Archives for category: Teacher Evaluations

Educators in Néw York are trying to make sense of the state’s evaluation system. The formula is supposed to consist of observations (60%); state scores (20%); and local assessments (20%). Yet the results don’t line up with common sense or common knowledge.

Some principals seem to be giving higher observation scores to teachers they want to protect because they believe they are valuable and don’t want to lose them

“In Scarsdale, regarded as one of the best school systems in the country, no teacher has been rated “highly effective” in classroom observations. It is the only district in the Lower Hudson Valley with that strict an evaluation. In Pleasantville, 99 percent of the teachers are rated as “highly effective” in the same category.”

Charlotte Danielson, whose rubric is the basis forest teacher evaluation systems, called these results “laughable.”

“Pleasantville schools Superintendent Mary Fox-Alter defended her district’s classroom observation scores, which use the Danielson model — saying the state’s “flawed” model had forced districts to scale or bump up the scores so “effective” teachers don’t end up with a rating of “developing.”

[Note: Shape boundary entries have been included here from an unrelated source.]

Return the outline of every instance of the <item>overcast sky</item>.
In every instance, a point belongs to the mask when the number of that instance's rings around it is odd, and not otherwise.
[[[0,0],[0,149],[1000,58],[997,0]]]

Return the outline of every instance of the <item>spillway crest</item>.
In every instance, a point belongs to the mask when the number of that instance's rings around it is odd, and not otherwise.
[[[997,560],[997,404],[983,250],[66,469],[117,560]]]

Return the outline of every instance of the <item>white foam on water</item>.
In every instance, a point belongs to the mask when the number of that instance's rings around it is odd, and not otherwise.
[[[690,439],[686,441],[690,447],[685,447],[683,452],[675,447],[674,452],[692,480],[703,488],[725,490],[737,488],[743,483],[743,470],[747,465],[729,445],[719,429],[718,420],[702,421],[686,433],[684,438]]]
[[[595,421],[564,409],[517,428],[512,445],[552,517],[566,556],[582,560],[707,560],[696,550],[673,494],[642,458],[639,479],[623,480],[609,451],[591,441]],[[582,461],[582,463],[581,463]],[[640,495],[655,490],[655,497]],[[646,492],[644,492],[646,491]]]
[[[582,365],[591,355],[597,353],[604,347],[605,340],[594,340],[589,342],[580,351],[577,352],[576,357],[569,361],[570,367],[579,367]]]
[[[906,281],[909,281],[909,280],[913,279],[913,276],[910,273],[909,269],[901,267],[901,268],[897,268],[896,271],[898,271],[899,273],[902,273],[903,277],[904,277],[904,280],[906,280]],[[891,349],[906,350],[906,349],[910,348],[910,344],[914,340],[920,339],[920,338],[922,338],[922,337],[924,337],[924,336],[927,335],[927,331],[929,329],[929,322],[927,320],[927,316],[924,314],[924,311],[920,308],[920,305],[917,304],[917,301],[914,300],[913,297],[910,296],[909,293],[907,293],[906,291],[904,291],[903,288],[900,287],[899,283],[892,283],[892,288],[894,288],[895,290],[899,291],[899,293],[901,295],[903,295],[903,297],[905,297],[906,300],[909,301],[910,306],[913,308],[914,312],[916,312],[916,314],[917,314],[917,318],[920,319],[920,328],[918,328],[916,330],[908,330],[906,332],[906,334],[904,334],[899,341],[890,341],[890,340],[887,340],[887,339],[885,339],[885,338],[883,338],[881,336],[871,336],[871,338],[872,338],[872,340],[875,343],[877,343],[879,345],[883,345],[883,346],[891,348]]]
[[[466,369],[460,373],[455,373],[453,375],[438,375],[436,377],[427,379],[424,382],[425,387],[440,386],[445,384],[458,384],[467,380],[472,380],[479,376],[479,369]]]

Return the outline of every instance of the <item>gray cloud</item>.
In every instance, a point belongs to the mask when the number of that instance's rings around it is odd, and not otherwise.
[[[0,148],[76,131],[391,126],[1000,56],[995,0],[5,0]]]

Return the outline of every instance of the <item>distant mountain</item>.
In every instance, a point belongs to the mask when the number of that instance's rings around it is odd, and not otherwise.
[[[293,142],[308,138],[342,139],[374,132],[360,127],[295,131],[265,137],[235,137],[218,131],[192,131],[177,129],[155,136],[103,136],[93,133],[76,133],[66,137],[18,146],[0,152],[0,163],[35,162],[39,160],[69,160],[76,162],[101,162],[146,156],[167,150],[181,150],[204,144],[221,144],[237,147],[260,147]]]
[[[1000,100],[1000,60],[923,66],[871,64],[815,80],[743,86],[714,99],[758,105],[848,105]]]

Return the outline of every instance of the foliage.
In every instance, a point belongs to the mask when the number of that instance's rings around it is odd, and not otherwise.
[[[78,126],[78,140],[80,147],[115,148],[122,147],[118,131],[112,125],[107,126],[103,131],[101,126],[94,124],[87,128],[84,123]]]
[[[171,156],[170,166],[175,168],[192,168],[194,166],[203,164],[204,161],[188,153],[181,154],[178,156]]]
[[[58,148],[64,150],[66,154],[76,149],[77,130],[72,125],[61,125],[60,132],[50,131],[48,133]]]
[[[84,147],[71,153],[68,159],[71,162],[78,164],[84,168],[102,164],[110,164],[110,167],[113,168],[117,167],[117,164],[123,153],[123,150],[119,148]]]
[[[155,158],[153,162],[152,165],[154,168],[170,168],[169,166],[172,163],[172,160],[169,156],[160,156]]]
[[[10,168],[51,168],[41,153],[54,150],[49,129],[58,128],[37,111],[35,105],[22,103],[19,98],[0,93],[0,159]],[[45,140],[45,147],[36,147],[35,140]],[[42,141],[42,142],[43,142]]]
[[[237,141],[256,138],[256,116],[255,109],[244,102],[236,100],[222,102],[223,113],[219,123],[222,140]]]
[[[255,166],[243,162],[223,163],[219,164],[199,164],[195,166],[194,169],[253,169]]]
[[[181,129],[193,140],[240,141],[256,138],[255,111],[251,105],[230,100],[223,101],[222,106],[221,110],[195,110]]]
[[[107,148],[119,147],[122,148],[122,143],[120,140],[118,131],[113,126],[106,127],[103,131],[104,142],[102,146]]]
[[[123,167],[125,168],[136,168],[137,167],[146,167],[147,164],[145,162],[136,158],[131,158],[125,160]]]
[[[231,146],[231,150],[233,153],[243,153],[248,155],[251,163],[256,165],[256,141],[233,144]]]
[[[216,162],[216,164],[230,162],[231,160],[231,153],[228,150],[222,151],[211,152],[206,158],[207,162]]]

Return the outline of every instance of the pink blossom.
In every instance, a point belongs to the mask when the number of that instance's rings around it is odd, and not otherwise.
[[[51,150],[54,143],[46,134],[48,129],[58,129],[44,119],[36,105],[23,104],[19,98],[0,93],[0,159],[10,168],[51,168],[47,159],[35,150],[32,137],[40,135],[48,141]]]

What is truly laughable is the effort to turn the art and craft of teaching into a scaled metric, like weighing apples at the supermarket. What is essentially a matter of human judgment, based on experience and wisdom, cannot be measured and graded. Its results will always be flawed, and the very act of measuring the unmeasurable will change teacher behavior to conform to the scale. If all we want is higher scores, this might be a good way to get them. If we want inspired teaching, it is not.

Audrey Amrein-Beardsley posted a guest blog by a rising star in the Academy, Jimmy Scherrer of North Carolina State University, who previously taught in LAUSD.

Scherrer wrote:

“As someone who works with students in poverty [see also a recent article Scherrer wrote in the highly esteemed, peer-reviewed Educational Researcher], I am deeply troubled by the use of status measures—the raw scores of standardized assessments—for accountability purposes. The relationship between SES and standardized assessment scores is well known. Thus, using status measures for accountability purposes incentivizes teachers to work in the most advantaged schools.

“So, I am pleased with the increasing number of accountability systems that are moving away from status measures. In their place, systems seem to be favoring value-added estimates. In theory, this is a significant improvement. However, the manner in which the models are currently being used and how the estimates are currently being interpreted is intellectually criminal. The models’ limitations are obvious. But, as a learning scientist, what’s most alarming is the increasing use of the estimates generated by value-added models as a proxy for “effective” teaching…..”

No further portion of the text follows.